Steph called work on the way to tell them she would be late, and we both just laughed and grumbled about our bad luck saying "Well, there goes the day!". It was a relief when we were taken to the same room we had been in for testing the few weeks before by the same nurse, who had become a friend to us during the last visit. We had told her last time that we really hoped she'd be around for our delivery, and were delighted to see her again!. She told us that this was actually her first day back on the job after having been terribly sick for a week. We just said how lucky timing always seemed in situations like this. My brother Brady sent us a text saying that he was out doing errands, and could bring us some pizza or something for lunch if we wanted. He knew what a bummer it was for us last time to sit around and wait for the tests, and figured that he and his wife Taryn could come help us pass the time. We looked at each other and said, "Why not?"....
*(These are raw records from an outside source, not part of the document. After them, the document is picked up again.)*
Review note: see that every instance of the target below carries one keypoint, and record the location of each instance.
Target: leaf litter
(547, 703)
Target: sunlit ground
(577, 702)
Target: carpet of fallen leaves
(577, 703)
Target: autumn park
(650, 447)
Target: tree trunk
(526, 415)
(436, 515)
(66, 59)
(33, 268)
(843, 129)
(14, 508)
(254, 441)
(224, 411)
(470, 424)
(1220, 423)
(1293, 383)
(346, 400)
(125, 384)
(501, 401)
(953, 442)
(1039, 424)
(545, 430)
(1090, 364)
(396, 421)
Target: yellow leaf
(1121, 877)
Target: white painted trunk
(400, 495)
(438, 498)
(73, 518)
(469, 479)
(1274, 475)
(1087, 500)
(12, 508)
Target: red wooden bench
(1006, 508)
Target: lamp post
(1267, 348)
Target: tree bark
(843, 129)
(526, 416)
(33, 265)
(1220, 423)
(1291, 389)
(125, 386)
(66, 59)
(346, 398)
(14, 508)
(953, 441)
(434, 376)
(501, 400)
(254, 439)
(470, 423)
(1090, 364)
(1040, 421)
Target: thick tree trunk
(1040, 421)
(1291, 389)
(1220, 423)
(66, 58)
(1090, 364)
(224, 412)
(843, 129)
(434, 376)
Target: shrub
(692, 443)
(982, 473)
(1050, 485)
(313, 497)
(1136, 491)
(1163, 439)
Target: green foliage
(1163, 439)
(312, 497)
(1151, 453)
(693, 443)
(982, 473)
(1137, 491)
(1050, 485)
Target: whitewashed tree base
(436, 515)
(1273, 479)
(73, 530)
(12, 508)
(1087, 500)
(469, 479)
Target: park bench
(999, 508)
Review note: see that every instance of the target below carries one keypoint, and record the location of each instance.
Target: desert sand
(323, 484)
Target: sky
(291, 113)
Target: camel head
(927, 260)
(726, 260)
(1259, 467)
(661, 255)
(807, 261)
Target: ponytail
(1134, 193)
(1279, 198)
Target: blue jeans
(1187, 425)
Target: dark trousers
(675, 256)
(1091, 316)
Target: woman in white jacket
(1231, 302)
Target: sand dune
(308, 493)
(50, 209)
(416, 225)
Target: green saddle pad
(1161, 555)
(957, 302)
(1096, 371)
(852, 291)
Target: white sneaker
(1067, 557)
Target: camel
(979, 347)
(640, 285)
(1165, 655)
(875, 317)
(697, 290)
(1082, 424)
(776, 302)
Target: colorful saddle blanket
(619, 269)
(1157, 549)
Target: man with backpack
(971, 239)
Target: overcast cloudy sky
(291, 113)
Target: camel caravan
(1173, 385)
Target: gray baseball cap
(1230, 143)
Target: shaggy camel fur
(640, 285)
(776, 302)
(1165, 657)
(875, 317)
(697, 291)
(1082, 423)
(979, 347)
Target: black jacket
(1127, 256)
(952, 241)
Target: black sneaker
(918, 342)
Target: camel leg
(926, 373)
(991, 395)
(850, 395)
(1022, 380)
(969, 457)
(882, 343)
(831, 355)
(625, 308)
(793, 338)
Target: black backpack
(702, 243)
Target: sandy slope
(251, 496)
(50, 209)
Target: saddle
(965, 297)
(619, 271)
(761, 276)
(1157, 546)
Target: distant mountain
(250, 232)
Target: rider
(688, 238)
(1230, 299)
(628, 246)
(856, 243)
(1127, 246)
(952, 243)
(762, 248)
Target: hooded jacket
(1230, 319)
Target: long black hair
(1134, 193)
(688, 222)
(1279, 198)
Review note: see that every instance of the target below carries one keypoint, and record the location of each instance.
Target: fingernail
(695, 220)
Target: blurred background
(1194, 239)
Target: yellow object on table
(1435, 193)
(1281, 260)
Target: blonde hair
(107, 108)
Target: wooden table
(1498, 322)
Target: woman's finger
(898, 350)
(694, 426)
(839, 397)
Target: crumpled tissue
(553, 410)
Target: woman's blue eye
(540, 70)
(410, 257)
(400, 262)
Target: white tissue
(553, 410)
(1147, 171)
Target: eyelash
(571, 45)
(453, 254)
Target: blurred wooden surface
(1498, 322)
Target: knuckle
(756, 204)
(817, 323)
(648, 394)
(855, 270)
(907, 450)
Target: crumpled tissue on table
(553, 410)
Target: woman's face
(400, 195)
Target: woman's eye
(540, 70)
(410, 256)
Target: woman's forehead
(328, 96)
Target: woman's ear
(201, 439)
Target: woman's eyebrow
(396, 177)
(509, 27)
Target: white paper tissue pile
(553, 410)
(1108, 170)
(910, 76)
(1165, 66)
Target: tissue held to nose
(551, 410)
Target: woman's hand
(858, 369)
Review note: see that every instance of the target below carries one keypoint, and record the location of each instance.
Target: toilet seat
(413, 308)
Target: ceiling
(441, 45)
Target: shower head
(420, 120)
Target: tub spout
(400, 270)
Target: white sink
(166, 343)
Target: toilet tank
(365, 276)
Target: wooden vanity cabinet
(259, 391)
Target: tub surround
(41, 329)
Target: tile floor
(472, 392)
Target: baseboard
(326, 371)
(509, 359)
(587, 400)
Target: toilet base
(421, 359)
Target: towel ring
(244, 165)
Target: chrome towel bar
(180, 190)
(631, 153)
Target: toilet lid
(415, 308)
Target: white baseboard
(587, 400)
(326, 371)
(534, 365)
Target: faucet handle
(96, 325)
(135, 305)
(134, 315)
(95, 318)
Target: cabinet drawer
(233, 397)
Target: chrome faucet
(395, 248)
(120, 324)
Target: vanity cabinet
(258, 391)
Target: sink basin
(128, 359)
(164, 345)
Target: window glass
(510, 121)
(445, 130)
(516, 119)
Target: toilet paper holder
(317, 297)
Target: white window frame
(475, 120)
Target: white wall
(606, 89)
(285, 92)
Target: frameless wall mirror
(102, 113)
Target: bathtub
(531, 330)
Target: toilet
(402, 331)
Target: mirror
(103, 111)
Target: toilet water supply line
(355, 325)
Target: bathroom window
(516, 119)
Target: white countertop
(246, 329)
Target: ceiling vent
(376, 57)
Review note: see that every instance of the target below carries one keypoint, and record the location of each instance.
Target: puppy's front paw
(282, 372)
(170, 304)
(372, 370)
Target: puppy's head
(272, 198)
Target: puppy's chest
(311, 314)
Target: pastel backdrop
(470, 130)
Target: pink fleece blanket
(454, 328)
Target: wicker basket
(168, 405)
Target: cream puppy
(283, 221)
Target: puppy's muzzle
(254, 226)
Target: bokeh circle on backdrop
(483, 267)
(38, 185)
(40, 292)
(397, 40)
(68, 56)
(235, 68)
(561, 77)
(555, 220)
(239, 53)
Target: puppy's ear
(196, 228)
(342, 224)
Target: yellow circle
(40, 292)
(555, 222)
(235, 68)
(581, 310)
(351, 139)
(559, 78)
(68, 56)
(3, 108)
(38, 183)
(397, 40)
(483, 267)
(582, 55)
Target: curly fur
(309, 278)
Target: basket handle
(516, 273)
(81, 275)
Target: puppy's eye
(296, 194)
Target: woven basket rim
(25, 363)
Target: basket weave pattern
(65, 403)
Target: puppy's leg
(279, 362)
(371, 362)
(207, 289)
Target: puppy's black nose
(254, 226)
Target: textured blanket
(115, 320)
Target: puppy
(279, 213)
We chatted with our nurse, and waited for the test results to come back and just tried to kill the time. I was sitting on the chair next to Steph's bed, texting our parents...just trying to update them that we hadn't gotten any news back...just that her blood pressure was high, but no real news to worry about, when the nurse came back in. She sat down at the foot of the bed, looked at Steph and said "You're really sick". I went over to hold Stephs hand, and comfort her, when the world stopped...the nurse said "You're going to have your baby today, maybe tomorrow"....The rest of what she said about Steph's liver enzymes being sky-high, and having to be transferred to another hospital 45 minutes away, and all the rest kind of blurred together as we tried to comprehend what she had just said.